# I just don't feel like it today!



## Ninn (Oct 28, 2006)

There's housework to do. Not much, but some. It's nice outside, but not so hot that I can't go outdoors. I don't want to wash dishes or mop that blasted white floor again. I don't want to hang up the dry laundry in the closet. I don't want to vacuum the rugs. I just want to sit in my chair with a book and a glass of tea and vegetate! 

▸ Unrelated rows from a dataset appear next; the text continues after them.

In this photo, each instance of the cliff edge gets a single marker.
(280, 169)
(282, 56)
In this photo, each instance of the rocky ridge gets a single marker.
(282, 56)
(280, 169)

Ever have days like that? I can be done with what needs doing in less than an hour, but I've spent the last 5 hours avoiding it!!!


----------



## cow whisperer (May 3, 2007)

We all need days like that.... I'm having one today too.... I did wash a load of towels & hung them out.... and things are picked up....


----------



## Ninn (Oct 28, 2006)

Michelle, I haven't done a darn thing yet! I'm going to do the dishes just because I can't stand to have them sitting there in the sink........lol. After that, it will probably be a nap. I'm just so tired!


----------



## roadless (Sep 9, 2006)

Life is short, be naughty and grab your book and head outside after your nap!


----------



## COSunflower (Dec 4, 2006)

I'm feeling that way too today! Must be something in the air! LOL I just got back from having a pedicure (haven't had one in a YEAR) and I feel so relaxed...I think I'll take a nap too...Yawn.....


----------